In the third bullet point, the equation $e^{-sr}+e^{-tr} = 1$ always has a single positive real root, which I call $r = R$. I want to show that its corresponding term is the "dominant term" of the function. That is, if we define $$ F(x) = \frac{e^{Rx}}{R(se^{-sR}+te^{-tR})} $$ I want to show the limit $$ \lim_{x\to\infty} \frac{f(x)}{F(x)} = 1 $$ which is equivalent to showing that $$ \lim_{x\to\infty} \sum_{r\neq R}\frac{e^{(r-R)x}}{r(se^{-sr}+te^{-tr})} = 0 $$
I actually discovered that this isn't always true. In particular, whenever $s/t\in\mathbb{Q}$, this limit doesn't exist, as it oscillates forever. What I haven't fully understand is the $s/t\notin\mathbb{Q}$ case, for which I suspect that the limit does exist.

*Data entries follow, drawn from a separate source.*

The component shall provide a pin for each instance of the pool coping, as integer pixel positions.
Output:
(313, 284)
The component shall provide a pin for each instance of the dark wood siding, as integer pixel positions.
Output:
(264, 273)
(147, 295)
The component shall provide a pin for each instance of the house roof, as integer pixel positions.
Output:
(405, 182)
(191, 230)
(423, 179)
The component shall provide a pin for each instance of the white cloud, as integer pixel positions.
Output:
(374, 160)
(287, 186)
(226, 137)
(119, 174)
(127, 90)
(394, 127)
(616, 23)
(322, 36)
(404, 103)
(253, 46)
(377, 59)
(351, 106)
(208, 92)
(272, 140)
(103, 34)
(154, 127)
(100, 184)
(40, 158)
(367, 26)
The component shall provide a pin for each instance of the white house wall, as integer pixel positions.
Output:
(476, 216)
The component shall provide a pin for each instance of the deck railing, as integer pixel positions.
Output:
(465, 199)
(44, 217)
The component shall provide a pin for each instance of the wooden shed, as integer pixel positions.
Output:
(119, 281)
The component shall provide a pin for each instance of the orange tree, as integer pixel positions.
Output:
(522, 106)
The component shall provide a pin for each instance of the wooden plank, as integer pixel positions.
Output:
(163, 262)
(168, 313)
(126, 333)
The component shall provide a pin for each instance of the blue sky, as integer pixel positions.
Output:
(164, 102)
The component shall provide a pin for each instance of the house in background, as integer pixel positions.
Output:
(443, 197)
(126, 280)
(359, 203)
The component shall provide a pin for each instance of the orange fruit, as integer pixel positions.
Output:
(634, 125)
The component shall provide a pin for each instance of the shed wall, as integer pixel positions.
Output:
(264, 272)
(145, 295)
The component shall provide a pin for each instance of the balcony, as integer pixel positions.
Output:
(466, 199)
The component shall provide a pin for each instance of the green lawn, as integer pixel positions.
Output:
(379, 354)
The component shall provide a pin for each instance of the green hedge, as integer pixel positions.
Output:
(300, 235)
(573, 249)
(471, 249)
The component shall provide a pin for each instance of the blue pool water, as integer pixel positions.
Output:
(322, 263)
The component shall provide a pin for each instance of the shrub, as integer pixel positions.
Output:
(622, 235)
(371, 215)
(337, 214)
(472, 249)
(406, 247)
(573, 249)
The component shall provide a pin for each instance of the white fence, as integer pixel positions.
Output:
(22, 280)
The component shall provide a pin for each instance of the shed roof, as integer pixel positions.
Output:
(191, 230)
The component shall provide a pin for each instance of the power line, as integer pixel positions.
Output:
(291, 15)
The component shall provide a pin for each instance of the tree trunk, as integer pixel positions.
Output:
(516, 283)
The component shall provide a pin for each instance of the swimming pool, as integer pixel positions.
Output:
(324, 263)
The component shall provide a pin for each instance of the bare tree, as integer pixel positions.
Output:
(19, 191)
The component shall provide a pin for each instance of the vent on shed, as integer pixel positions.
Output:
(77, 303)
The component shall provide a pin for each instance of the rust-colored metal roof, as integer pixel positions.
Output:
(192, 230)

I noticed that when $s/t\notin\mathbb{Q}$, $R$ has the single largest real components among all roots, so each individual term $e^{(r-R)x}$ has a limit of 0. I wish I could exchange the limit and summation operators to prove that the sum also has a limit of 0, but I can't find a theorem to back it up. Tannery's theorem doesn't work, as the sum isn't even absolute convergent (hence there is no hope for me to find the bound that appears in the theorem).
So my question is: is there any tools I can use here to exchange the limit operator, or is there a different ways to find the limit using $f$'s other properties? Or maybe the limit actually doesn't exist, and if so, is there a way to show it?
I ended up finding a tricky solution for the specific problem.
First let's introduce a smooth version of the unit jump function $$ u_a(x) = \begin{cases} 0 &\quad (x < 0)\\ x/a &\quad (0\le x \le a)\\ 1 &\quad (x > a)\\ \end{cases} $$ And use it to construct a smooth version of $f(x)$: $$ f_a(x) = 1 + \sum_{p=0}^{\infty}\sum_{q=0}^{\infty}\frac{(p+q)!}{p!q!}u_a(x-(ps+qt)) = \sum_r\frac{(1-e^{-ar})e^{rx}}{ar^2(se^{-sr}+ts^{-tr})} $$ which luckily converges absolutely (because this is a $\sum 1/n^2$-like series, which is because roots $r$ has almost periodic layout, which is intuitive to see but tedious to prove), and we can find bounds to apply Tannery's theorem. The limit is $$ \lim_{x\to\infty} \frac{f_a(x)}{F(x)} = \frac{1-e^{-aR}}{aR} $$
At the same time, we have $$ u_a(x)\le u(x) \le u_a(x+a) $$ which means $$ f_a(x)\le f(x) \le f_a(x+a) $$ and then their limit $$ \frac{1-e^{-aR}}{aR}=\lim_{x\to\infty} \frac{f_a(x)}{F(x)}\le \liminf_{x\to\infty} \frac{f(x)}{F(x)}\le \limsup_{x\to\infty} \frac{f(x)}{F(x)} \le \lim_{x\to\infty} \frac{f_a(x+a)}{F(x)}=\frac{e^{aR}-1}{aR} $$ By choosing arbitrarily small $a$, we squeeze the limit $$ 1\le \liminf_{x\to\infty} \frac{f(x)}{F(x)}\le \limsup_{x\to\infty} \frac{f(x)}{F(x)}\le1 $$
So I guess the takeaway from this is that, if the series you want to exchange limit and sum doesn't work well, try looking at its neighbors.